Index No. 801703/24|Appeal No. 4791|Case No. 2024-02059|
v
The City of New York, et al., Respondents-Respondents.
Kenneth J. Gorman, New York, for appellant.
Ropers Majeski, PC, New York (Henry L. Liao of counsel), for New York City Transit Authority, Manhattan and Bronx Surface Transit Operating Authority and Metropolitan Transportation Authority, respondents.
Muriel Goode-Trufant, Corporation Counsel, New York (Hannah J. Sarokin of counsel), for City of New York, respondent.
Order, Supreme Court, Bronx County (Mitchell J. Danziger, J.), entered on or about March 14, 2024, which denied petitioner's motion for leave to file and serve a late notice of claim, unanimously affirmed, without costs.
In this personal injury action, Supreme Court providently exercised its discretion in denying petitioner's motion because petitioner failed to establish any of the relevant statutory factors that would warrant leave to serve a late notice of claim (see Matter of Sproule v New York Convention Ctr. Operating Corp., 180 AD3d 496, 497 [1st Dept 2020]). Petitioner's excuse for the 35-day delay is that he was ignorant of the statutory requirement and relied on his prior law firm to protect his legal rights; however, ignorance of the law is not a reasonable excuse (see Matter of Yan Ping Xu v New York City Dept. of Health & Mental Hygiene, 121 AD3d 559, 561 [1st Dept 2014], lv denied 27 NY3d 902 [2016], cert denied 580 US 1052 [2017]). Moreover, petitioner's excuse that his prior law firm failed to act is unavailing (see Matter of Salazar v Metropolitan Transp. Auth., 219 AD3d 1237, 1238 [1st Dept 2023]). Although the failure to proffer a reasonable excuse is not alone fatal to a motion for leave to serve a late notice, an excuse of law office failure is not a reasonable excuse for failing to timely serve a notice of claim (see Colarossi v City of New York, 118 AD3d 612, 612 [1st Dept 2014]).
Petitioner also failed to demonstrate that respondents had actual knowledge of the essential facts of his claim within 90 days of the accident or a reasonable time thereafter, and the proposed notice of claim was insufficiently particular to permit respondents to investigate petitioner's claim. Specifically, the proposed notice of claim was vague regarding the location of the accident, did not state a time of day, did not identify the specific scissor lift on which petitioner was working, or detail the relationship between petitioner and his employer and each respondent. The proposed notice of claim also did not provide information as to whether a defective condition of the lift was a factor in the accident, and if so, the nature of that condition (see O'Brien v City of Syracuse, 54 NY2d 353, 358 [1981]). The photographs attached to the proposed notice of claim did not fill in the necessary information in that they did not identify the precise accident location or the specific scissor lift that was involved.
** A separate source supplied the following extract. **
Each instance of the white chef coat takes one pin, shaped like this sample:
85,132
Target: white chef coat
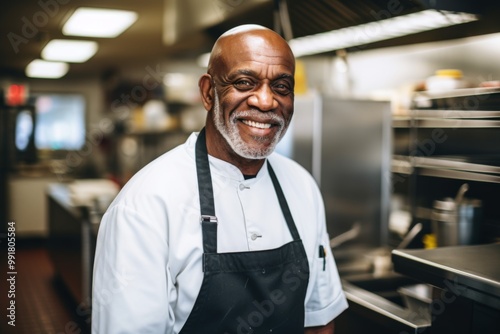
147,270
Additionally, petitioner failed to show that respondents were not prejudiced by the delay because the vagueness of the proposed notice of claim impeded respondents' ability to locate witnesses and identify and examine the equipment (see Loomis v Civetta Corinno Constr. Corp., 54 NY2d 18, 23 [1981]). Because of petitioner's initial failure to show a lack of prejudice, the burden never shifted to respondents (see Nossogona C. v New York City Health & Hosps. Corp., 213 AD3d 407, 408 [1st Dept 2023]).
We have considered petitioner's remaining arguments and find them unavailing.
THIS CONSTITUTES THE DECISION AND ORDER OF THE SUPREME COURT, APPELLATE DIVISION, FIRST DEPARTMENT.